Nanti jangan kaget loh, kalau ketemu dia, karena penampilan Sarah itu, berubah 360 derajat, sekarang dia itu cuantik bangettt pokoknya," cicit si Lisa.
Entah, ada perasaan aneh muncul ketika Lisa menceritakan tentang Sarah. Namun hal itu kutepis, mungkin aku terbawa suasana karena suara tangisan bayi saat Mas Doddy telepon tadi.
Tak kutanggapi perkataan Lisa, meski dia terus berucap, aku hanya menjawabnya dengan bahasa isyarat saja. Karena perasaankun sedang tidak enak.

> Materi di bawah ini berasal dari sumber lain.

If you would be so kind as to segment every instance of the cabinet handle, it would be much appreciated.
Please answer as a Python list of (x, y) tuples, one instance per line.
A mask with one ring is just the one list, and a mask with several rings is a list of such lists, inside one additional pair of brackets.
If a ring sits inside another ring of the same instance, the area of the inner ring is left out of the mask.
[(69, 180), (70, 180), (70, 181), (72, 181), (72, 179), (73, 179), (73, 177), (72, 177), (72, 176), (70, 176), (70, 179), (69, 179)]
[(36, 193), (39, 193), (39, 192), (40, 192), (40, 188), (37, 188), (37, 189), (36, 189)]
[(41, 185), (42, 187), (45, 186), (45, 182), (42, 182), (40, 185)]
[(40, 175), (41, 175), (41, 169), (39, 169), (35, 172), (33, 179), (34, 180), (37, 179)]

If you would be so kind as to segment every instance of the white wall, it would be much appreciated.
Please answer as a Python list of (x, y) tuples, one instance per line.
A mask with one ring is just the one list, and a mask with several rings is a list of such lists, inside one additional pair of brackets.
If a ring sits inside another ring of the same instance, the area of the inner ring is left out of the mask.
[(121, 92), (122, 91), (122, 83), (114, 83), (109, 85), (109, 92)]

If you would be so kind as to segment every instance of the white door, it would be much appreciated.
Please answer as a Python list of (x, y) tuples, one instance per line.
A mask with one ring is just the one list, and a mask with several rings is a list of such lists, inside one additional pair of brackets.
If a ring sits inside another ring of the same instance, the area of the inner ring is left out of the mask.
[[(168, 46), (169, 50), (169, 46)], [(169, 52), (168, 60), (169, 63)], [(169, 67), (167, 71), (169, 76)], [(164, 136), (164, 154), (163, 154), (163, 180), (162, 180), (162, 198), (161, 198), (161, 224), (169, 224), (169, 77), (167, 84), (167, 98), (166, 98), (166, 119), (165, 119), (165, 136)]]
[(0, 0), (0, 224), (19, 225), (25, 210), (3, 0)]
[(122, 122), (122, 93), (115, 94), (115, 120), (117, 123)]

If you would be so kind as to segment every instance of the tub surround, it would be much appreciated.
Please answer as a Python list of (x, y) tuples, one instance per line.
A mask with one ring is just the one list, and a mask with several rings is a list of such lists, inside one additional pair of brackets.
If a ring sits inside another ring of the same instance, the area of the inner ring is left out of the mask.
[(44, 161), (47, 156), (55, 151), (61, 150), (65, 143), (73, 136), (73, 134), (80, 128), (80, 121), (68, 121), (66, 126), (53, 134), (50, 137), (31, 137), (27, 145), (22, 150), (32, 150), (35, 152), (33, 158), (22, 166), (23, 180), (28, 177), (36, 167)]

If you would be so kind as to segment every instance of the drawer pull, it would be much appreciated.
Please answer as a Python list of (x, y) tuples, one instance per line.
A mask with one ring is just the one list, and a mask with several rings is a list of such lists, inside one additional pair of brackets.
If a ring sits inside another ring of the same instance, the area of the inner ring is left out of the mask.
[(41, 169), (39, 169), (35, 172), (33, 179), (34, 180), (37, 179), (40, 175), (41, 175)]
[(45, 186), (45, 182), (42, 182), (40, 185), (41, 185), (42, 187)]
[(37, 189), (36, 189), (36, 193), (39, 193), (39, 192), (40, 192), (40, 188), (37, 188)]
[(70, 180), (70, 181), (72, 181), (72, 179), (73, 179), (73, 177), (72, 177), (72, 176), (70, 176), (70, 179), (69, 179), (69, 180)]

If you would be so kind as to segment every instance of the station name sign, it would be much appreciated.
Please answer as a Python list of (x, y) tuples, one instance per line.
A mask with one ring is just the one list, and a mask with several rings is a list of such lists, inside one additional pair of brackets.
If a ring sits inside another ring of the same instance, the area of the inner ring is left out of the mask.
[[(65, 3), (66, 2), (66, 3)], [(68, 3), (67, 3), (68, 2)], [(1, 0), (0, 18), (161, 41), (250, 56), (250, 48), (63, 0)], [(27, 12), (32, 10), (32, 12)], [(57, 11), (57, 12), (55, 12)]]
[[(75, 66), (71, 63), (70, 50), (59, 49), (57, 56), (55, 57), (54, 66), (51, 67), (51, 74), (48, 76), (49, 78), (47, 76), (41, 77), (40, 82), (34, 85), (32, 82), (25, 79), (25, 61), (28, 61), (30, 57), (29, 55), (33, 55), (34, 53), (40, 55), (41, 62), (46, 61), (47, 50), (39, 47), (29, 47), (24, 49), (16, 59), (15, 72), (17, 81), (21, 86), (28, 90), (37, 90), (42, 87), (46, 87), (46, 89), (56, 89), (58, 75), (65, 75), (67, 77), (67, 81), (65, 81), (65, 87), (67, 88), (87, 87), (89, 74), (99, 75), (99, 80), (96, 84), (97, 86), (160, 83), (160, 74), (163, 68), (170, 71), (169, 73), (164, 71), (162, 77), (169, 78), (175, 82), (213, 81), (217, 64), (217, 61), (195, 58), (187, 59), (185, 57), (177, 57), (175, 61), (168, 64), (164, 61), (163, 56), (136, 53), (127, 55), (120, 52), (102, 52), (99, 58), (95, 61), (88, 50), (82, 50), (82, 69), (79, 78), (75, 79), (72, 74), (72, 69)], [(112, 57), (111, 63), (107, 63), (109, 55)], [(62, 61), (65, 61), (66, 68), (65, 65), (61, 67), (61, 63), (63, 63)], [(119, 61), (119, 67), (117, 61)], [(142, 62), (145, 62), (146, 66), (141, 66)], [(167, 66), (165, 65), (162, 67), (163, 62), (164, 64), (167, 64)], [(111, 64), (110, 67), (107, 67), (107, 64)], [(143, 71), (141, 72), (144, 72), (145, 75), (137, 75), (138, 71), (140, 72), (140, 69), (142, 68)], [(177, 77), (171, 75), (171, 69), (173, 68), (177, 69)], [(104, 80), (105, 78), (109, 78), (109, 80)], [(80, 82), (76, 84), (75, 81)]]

Hingga akhirnya, kami pun sampai di sebuah rumah minimalis baru bercat orange. Terlihat banyak tamu yang sudah datang.
Kami pun langsung masuk, dan bertemu dengan Sarah. Benar apa kata Lisa, Sarah sudah berubah seratus persen, dia kini terlihat cantik sekali.
"Dimana putrimu, Sar?" tanyaku karena tak melihat putri dan suaminya.
"Sedang di kamar, yuk kita ke sana," ucapnya sembari menggandeng tangan kami menuju ke kamar.
"Lalu suamimu?" tanya Lisa.
"Barusan dia pergi, karena salah satu tempat usaha kami kebakaran!" jawab Sarah.
Saat kami masuk ke dalam kamar, saat melihat bayi cantik itu, kurasa wajahnya hampir mirip dengan seseorang, dan kurasa raut wajahnya mirip dengan Mas Doddy, namun kembali kutepis hal itu, tak mungkin rasanya.
Mataku kemudian menyusuri kamar dengan nuansa pink itu, mataku seketika terbelalak, saat menyaksikan jaket warna levis warna biru dongker, dan koper warna hitam dengan tempelan salah satu klub sepakbola kenamaan, berada di kamar ini. Karena kedua barang itu, adalah milik Mas Doddy, dan itu adalah hadiah dariku.
Apa ini jawaban dari semua kecurigaanku sejak tadi pagi? Lalu, apa yang kini harus kulakukan?